R.M.N., de Cristian Mungiu

Sortie le 19 octobre

NMobraFilms – Pathé

R.M.N., en roumain, c’est notre IRM à nous. Le nouveau film du très remarquable cinéaste roumain Cristian Mungiu s’impose d’entrée de jeu comme une étude microscopique de la société roumaine à partir d’un petit village des Carpates, à la frontière hongroise, pris sous la double dictature bureaucratique de la mondialisation et des directives européennes. Sans compter l’arrivée de migrants qui brouille les cartes et les repères.

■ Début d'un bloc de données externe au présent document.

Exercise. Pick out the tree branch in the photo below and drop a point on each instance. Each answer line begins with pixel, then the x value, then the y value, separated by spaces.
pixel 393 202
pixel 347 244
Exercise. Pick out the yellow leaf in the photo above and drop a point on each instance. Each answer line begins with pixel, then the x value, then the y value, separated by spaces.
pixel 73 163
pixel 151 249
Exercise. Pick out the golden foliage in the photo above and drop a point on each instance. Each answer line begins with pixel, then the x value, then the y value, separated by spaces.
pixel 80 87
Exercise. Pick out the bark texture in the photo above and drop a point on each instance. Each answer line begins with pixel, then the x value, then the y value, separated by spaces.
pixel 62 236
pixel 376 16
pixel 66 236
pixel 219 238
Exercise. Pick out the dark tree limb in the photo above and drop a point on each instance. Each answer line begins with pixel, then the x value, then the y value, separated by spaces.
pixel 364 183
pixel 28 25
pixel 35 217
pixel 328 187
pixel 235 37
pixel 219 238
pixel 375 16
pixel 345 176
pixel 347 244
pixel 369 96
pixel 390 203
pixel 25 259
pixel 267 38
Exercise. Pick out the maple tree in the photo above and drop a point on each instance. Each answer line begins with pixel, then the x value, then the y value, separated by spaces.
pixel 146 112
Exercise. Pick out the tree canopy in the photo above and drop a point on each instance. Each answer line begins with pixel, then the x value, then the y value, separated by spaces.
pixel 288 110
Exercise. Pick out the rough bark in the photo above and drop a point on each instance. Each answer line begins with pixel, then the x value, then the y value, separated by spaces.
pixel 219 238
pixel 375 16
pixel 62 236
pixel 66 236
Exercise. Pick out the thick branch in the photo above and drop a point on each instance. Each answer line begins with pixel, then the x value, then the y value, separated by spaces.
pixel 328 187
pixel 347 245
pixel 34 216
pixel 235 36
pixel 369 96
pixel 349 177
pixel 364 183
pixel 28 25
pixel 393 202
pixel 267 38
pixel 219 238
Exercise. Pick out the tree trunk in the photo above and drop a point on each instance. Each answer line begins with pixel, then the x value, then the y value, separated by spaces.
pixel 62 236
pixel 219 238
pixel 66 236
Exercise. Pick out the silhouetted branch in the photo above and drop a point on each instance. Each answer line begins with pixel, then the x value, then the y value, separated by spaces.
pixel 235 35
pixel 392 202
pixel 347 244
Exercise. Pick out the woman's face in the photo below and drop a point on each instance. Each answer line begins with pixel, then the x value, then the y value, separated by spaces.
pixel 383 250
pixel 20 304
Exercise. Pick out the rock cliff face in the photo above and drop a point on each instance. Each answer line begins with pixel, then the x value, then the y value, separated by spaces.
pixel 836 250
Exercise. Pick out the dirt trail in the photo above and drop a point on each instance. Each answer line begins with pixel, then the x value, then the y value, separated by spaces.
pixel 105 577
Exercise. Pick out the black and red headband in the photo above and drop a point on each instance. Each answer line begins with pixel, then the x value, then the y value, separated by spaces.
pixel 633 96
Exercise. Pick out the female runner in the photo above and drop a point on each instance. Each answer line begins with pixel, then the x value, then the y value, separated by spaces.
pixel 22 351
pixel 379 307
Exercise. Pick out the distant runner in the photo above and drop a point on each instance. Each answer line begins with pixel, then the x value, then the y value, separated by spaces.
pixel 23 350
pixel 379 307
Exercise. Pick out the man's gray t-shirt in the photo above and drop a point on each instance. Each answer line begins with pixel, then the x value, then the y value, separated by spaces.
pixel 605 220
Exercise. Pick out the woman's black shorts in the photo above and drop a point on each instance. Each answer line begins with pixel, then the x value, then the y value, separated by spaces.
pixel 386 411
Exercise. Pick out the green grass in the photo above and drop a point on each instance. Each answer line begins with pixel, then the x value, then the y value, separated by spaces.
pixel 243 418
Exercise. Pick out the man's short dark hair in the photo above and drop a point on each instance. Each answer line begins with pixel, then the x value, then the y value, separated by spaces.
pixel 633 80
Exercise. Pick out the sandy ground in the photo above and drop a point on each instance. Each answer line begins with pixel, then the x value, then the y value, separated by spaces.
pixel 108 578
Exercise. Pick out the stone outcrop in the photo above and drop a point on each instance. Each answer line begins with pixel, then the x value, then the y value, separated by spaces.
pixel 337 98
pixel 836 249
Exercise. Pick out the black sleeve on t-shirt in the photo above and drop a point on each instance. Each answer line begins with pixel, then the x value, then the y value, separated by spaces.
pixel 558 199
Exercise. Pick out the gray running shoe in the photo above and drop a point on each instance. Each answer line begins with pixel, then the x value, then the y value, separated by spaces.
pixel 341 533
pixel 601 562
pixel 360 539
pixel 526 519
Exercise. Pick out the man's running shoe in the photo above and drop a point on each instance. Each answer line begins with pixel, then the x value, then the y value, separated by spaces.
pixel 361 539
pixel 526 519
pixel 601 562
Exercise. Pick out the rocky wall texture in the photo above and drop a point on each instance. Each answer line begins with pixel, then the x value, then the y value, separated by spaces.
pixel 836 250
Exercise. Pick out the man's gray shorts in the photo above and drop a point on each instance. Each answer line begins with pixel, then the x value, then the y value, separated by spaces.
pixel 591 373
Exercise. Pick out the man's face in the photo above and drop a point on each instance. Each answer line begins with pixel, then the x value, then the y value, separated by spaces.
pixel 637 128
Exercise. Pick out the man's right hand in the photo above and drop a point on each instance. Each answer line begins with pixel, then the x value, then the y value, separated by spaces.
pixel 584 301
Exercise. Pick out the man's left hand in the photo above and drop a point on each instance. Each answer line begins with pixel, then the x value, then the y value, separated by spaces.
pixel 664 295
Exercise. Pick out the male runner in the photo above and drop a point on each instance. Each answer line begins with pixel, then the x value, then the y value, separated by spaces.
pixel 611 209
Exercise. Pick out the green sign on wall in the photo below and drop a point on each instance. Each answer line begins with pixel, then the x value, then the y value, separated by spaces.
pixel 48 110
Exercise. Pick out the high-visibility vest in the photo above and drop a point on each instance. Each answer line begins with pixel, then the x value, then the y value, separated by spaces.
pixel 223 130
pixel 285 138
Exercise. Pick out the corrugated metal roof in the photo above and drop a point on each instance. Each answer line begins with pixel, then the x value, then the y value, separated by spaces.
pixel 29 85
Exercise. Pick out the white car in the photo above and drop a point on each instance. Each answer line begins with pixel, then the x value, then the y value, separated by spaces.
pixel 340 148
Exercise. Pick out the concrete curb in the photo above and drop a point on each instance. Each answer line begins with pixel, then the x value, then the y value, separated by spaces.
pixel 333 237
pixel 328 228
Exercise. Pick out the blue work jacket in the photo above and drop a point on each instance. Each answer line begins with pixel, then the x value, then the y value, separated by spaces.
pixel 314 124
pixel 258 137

Mungiu a l’extrême intelligence de ne condamner personne a priori et surtout pas les tentations de repli sur soi et de protection. Il s’interroge sur la façon dont les mécanismes économiques en cours entraînent des comportements humains parfois erratiques, mais jamais infondés. Une incroyable scène de conseil municipal en forme d’exutoire collectif, longue de vingt minutes, renforce cette impression d’analyse équilibrée. Avec un tel film, le cinéma politique retrouve ses lettres de noblesse. Et c’est d’ailleurs certainement la raison (idiote) pour laquelle il est reparti bredouille du dernier Festival de Cannes présidé par un Vincent Lindon qui décidément passe à côté de ce en quoi il fait profession de croire.

À l’os

Le Jouet de Francis Veber

Sortie le  19 octobre

Affiche du film

C’est assurément le film le plus caustique, le plus drôle et le plus radical de son auteur-réalisateur, Francis Veber. Sorti en 1976, il est bien plus mordant que son languissant Dîner de cons ou ses poussifs tandems avec Depardieu et Pierre Richard. Ce dernier partage l’affiche de ce film hors norme, Le Jouet, avec Michel Bouquet, glaçant, glacé et glacial. Et au milieu de ce duo, un enfant, le fils d’un grand patron (c’est Bouquet) qui veut comme cadeau, comme jouet, l’un des employés paternels (et c’est Richard). Abyssale situation de départ. De ce démarrage iconoclaste et incorrect, Veber fait un film qui tient la note jusqu’au bout. Soit un véritable conte cruel qui pourrait figurer dans une comédie italienne des années 1970 où il serait question de monstres quotidiens. Le casting est à la hauteur du propos. Depuis 1976, on cherche un alcool fort de ce type au cinéma. La plus mauvaise idée serait d’en faire un remake forcément pâle et à l’aune des lâchetés sociales actuelles. C’est hélas chose faite et le film sort bientôt. Il est absolument urgent de le bouder et d’aller voir ou revoir l’original, le seul, l’unique, sur grand écran.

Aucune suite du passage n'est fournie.